“I Don’t Do Emotion”*

stone_wall Well, at least he was consistent. Like a stone wall. It was the first sentence he uttered after she accepted his proposal: “Just one more thing. I don’t do emotion.” She laughed. “You don’t do emotion! I’m all emotion!”

She really didn’t get it. And, more than five years in, shared life experiences, kids’ triumphs and tribulations, illnesses and deaths, work ups and downs, disagreements and joys, counseling and avoidance, he’s still saying “I don’t do emotion.” And she still doesn’t know what he means.

She knows how it manifests: In puffing himself up, convinced he impresses a polite, more learned, audience. In defensive justifications rather than admitting when he gets it wrong. In feeling disrespected when someone else passionately debates a difference of opinion. In leaving the room when deep feelings emerge: loneliness, anxiety, sorrow, passion.
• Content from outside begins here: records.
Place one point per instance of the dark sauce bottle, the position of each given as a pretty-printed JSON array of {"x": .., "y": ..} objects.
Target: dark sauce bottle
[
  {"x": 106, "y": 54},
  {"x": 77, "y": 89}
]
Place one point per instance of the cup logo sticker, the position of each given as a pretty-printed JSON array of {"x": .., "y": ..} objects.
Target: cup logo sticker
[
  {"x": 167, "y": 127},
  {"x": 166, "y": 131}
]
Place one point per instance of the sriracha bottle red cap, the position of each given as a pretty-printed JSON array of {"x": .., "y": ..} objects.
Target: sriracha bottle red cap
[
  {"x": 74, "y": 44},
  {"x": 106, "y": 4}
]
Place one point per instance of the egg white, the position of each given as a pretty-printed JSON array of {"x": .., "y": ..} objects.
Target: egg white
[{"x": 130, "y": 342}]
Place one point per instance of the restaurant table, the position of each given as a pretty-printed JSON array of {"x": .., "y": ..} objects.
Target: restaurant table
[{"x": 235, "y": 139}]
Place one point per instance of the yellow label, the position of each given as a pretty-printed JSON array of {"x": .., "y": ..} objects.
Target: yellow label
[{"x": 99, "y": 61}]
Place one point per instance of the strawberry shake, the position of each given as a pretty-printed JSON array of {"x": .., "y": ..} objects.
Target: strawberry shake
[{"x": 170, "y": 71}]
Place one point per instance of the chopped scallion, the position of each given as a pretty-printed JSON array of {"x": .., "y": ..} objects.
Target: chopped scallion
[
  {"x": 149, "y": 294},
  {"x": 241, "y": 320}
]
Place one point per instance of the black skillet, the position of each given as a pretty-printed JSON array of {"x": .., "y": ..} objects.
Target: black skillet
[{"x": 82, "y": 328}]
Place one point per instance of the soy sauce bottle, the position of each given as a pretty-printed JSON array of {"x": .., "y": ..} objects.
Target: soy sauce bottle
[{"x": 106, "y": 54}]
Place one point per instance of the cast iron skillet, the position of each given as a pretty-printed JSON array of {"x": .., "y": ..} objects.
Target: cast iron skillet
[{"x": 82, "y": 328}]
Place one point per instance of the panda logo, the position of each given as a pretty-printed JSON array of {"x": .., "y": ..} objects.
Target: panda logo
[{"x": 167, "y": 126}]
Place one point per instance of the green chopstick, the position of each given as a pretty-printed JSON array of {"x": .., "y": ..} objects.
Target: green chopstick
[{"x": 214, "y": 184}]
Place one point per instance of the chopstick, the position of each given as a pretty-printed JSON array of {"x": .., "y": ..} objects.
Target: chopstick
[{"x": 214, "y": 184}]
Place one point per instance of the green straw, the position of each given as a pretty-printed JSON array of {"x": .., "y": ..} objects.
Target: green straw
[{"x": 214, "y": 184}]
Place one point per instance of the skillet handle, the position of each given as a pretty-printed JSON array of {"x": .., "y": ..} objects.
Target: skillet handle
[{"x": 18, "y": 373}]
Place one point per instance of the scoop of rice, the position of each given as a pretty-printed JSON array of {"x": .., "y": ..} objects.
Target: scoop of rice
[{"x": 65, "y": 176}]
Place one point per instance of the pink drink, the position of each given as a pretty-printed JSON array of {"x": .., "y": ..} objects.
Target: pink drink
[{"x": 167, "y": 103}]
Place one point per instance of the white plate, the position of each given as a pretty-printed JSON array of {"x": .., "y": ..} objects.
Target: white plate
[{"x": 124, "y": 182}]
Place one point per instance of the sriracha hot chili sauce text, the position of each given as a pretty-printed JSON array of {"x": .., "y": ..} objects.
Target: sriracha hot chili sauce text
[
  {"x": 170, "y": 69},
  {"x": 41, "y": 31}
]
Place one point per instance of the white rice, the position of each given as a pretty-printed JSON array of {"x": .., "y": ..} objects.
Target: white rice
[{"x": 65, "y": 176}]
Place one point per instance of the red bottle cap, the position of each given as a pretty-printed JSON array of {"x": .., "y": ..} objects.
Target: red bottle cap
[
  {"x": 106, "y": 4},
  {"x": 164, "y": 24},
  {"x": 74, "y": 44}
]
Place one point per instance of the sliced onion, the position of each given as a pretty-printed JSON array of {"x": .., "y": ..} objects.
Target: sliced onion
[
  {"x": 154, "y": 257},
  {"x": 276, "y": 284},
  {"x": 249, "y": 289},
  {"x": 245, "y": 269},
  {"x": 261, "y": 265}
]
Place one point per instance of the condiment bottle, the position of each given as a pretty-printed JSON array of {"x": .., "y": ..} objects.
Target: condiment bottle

In running out of counseling when he is touched and sheds a tear, apologizing for displaying weakness, shocking their therapist. In having access to a remarkably limited range of feelings: Upset. Fine. Happy with no smile.

He never gets angry, or so he says (between gritted teeth). “I have to defend myself!” from attacks real, or more often imaginary. He shoves feelings away in a lock-box, safer that way, more robotic. Sneaking and hiding: passwords on the passwords. Technically not lying while not being honest at all. Or just lying through those teeth…

He is like a little boy who covers his eyes and thinks because he can’t see you, you can’t see him . He expects you to collude in his fantasy that all is as he so desperately wants it to appear; he is infuriated when you don’t.

His emotional intelligence quotient is low; all emotions scare him. He pretends he’s rational while really playing a shell game with feelings. The space between who he appears and who he feels himself to be widens, and he is threatened. And when he’s threatened or hurts, he attacks. You. He accuses you of behaviors that are in fact his own.

He could learn, if he had the courage to face himself. But not only doesn’t he know what he feels, he can’t face who he is. He certainly can’t begin to get what you feel. And try as you might, you can’t do feeling and intimacy for two. Emotional intelligence, anyone?

*While the couple in this post is unfortunately all too real, please be assured (as per our blog privacy policy) they are neither patients nor clients.